Sept. 2 (Bloomberg) -- Smaller, rural states with the least traffic congestion felt the impact of about $27 billion in U.S. highway economic-stimulus funds more than those with large urban areas and the biggest budgets for roads and bridges, a national study said.
For states such as North Dakota and South Dakota, stimulus funds can comprise more than 40 percent of their annual highway spending while in New York and Texas, they account for about 14 percent, the Reason Foundation, a self-described “libertarian” policy group based in Los Angeles, said in the report.
“Given the focus of stimulus funds on projects that are likely to significantly impact system condition, their impact should be largest in smaller rural states that already have relatively good systems,” the report concluded. Funds distributed through the stimulus package made up about 22 percent of all states’ road spending in 2008, it said.

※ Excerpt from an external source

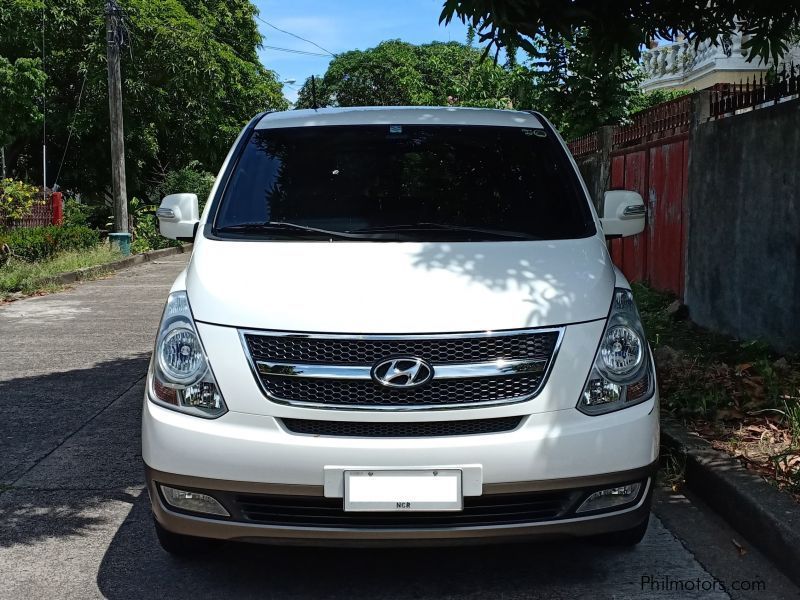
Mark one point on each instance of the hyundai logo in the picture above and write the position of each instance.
(404, 372)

Nationwide, the overall condition of the state-owned highway system “has never been in better shape,” the study said. Reason based that assessment on 11 “indicators” that include spending on highways, pavement and bridge condition, urban interstate congestion, fatality rates and narrow rural lanes, which are reported to the Federal Highway Administration.

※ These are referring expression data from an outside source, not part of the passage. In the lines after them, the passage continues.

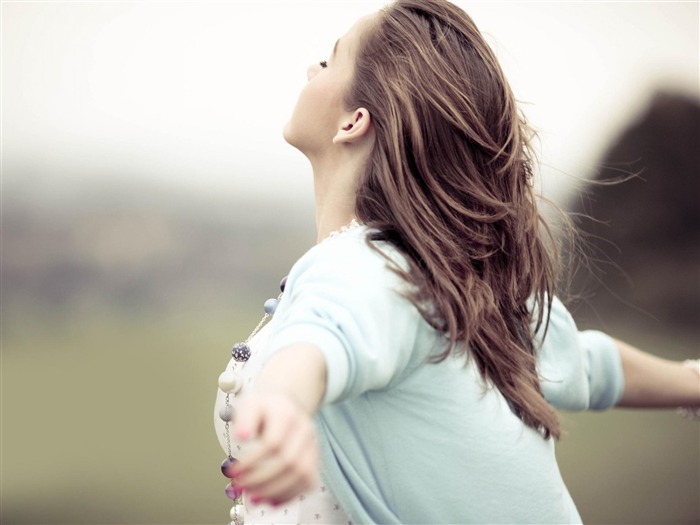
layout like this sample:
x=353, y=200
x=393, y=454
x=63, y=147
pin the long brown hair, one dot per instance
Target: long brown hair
x=449, y=182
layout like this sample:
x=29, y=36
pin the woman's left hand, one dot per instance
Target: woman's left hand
x=280, y=460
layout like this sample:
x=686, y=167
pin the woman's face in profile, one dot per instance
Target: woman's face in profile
x=319, y=112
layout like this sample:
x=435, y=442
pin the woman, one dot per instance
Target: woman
x=417, y=350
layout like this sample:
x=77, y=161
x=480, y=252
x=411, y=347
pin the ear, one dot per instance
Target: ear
x=354, y=127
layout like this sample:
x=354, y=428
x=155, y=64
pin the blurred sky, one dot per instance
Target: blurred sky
x=195, y=94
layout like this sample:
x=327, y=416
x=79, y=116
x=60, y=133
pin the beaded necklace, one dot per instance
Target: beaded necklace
x=231, y=381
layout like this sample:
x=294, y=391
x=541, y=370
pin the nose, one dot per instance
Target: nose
x=312, y=70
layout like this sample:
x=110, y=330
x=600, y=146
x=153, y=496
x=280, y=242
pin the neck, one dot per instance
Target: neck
x=335, y=183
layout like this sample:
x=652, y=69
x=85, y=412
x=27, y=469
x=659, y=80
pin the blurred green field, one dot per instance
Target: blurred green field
x=107, y=418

The highway funds, from the $787 billion American Recovery and Reinvestment Act passed last year, included $26.6 billion to finance almost 13,000 projects through Feb. 26. The money mostly went into “shovel ready” projects near bid and construction.
No Allocation Changes
“Allocations of stimulus funds paralleled the existing federal highway aid program allocating funds to each state,” said Cathy St. Dennis, a Federal Highway Administration spokeswoman. “When you look at the data, California and the other big states got the most money. There was no intent to favor the small states.”

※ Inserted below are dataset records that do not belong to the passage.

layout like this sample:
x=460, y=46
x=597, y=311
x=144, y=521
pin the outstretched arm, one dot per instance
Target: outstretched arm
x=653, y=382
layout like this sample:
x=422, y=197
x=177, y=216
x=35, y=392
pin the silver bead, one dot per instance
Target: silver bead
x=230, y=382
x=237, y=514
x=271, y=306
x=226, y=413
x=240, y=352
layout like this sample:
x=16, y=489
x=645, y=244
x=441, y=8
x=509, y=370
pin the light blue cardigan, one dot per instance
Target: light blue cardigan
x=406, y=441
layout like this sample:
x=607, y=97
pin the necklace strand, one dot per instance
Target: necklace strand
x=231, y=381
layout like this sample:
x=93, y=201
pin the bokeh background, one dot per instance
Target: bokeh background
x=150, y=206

North Dakota, followed by Montana, Kansas, New Mexico and Nebraska, led all 50 states in road performance, the Reason study said. North Dakota spent $371 million on its roads and bridges in 2008 and received $167.1 million, or 45 percent, in highway stimulus funds in 2009, the foundation said.
Rhode Island, Alaska, California, Hawaii, New York and New Jersey stood at the bottom of the rankings. New York, which ranked 46th in performance, just behind New Jersey, spent $6.6 billion on roads in 2008 and got $944.5 million, or 14.4 percent of its road budget, in U.S. stimulus funds last year. California, ranked 48th, spent $10 billion and received $2.5 billion, or 25 percent, from the federal program, the study said.
“The impact of stimulus funds is likely to accentuate the differences between high-performing (generally smaller, rural) and low-performing (generally larger, urban) states,” the report concluded.
Because of the recession, automobile travel fell about 3.5 percent in 2008 from 2007, reducing congestion, fatality rates, and road deterioration. That result, combined with the infusion of federal aid, “has given the states some breathing room in addressing long-delayed construction work, and may have led to better overall system performance,” the study said.
“The recession is partly responsible for the improvement in road conditions,” the foundation said in announcing the results of its 19th annual assessment of U.S. highways. “People are driving less, which has helped slow pavement deterioration and reduced traffic congestion and fatalities.”
A continuing recession would slow future federal and state fuel tax revenues, and make future repairs more difficult, the report warned, citing a national unemployment rate that jumped to 9.5 percent in July from 4.4 percent in May 2007.
“These economic shocks have had a significant effect on the flow of tax revenues to state coffers,” the report said, “perhaps making future repairs more difficult.”